A Quick Tour of Python

This document serves as a whirlwind overview of the basics of Python. We hope it will give adventurous PyRAF users a better idea of what is going on in the Python environment.

Contents

Python is Dynamic

Python is dynamically typed. You do not need to declare variables. You may simply assign to them, which creates the variable. Variables may hold simple types (integers, floats, etc.), functions, and objects among other things.
x = 1
name = "sample string"
name2 = 'another sample string'
name3 = """a multiline
  string example"""
y = 3.14
longint = 100000000000L
z = None
Note the last example. Python has a special value called None. It is generally used to represent a null value. Variable names are case sensitive. Variables can change type, simply by assigning them a new value of a different type.
x = 1
x = "string value"
Typing a variable name by itself at the interactive prompt results in its value or information about it being printed out (unless you are in PyRAF and type the name of an IRAF task, in which case CL emulation mode is entered and the task runs with no command-line arguments). Unlike the IRAF CL, no equal-sign (=) is needed to inspect a Python variable:
>>> x = 1
>>> x
1
>>> x+3
4
One exception to the rule is that if the value of the expression is None then nothing is printed.

A common error is to expect the same behavior in Python scripts. In a script nothing will be printed for the above example; if you want a script to print a value, use the print statement. Another common error is to leave off parentheses for a Python function. For example,

>>> raw_input()
reads a line of input from stdin, but if you type
>>> raw_input
<built-in function raw_input>
you are simply inspecting the raw_input variable, which as the message says is a Python built-in function.

Braces? We Don't Need No Stinking Braces!

Indentation counts! (and it is all that counts.)

This is perhaps the most controversial feature of Python for newcomers. Python does not use begin/end statements or braces {} to denote statement blocks. Instead, indentation is used to delimit blocks. Everything at the same level of indentation is considered in the same block. For example,

if x > 0:
   print "x is greater than 0"
   print "but I don't care"
if y > 0:
   print "y is greater than 0"
The first if block consists of two print statements, and the second consists of one. The amount of indentation does not matter (as long as it increases for nested blocks), but it must be consistent within a block.

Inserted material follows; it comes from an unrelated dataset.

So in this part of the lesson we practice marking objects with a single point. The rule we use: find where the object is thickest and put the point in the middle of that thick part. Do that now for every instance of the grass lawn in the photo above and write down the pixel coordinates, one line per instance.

The main source of problems with indentation as a blocking scheme is inconsistent mixing of tabs and spaces. Python treats tabs as 8 spaces. If you use an editor that treats tabs as anything but 8 spaces, and you mix spaces and tabs, you may see indentations in your editor's display that appear identical but are different as far as Python is concerned. So the general rule is: Don't mix tabs and spaces for indentation. Use one or the other exclusively.

It may take a little time to adjust to the use of indentation for blocking, but if your experience is like ours, you will soon be wondering why all programming languages don't work this way. It leads to clear, easy-to-read code and is far less likely to lead to errors in blocking than approaches that use braces.

Python Data Structures

Python has a few, very useful, built-in data structures that you will see used everywhere.

Strings

The simplest and most familiar data structure is a string. String constants can be written with either single or double quotes. Python has a number of built-in string operations. Strings can be indexed and slices extracted using a simple subscripting notation. For example,
>>> x = 'test string'
>>> x[2]
's'
>>> x[1:3]
'es'
>>> x[-2]
'n'
>>> x[2:]
'st string'
>>> x[:2]
'te'
These few examples illustrate some unusual features. First, indexing is 0 based. The first element of a N-character string is number 0, and the last character is number N-1. (This is familiar to C and IDL users but differs from IRAF and Fortran.)

When a range (or "slice" in Python terminology) is specified, the second number represents an index that is not included as part of the range. One should view indexing as working like this

 0   1   2   3   4   5   6   7   8   9  10  11 positive indices
   t   e   s   t       s   t   r   i   n   g
-11 -10 -9  -8  -7  -6  -5  -4  -3  -2  -1     negative indices
The indices effectively mark the gaps between the items in the string or list. Specifying 2:4 means everything between 2 and 4. Python sequences (including strings) can be indexed in reverse order as well. The index -1 represents the last element, -2 the penultimate element, and so forth. If the first index in a slice is omitted, it defaults to the beginning of the string; if the last is omitted, it defaults to the end of the string. So s[-4:] contains the last 4 elements of the string ('ring' in the above example).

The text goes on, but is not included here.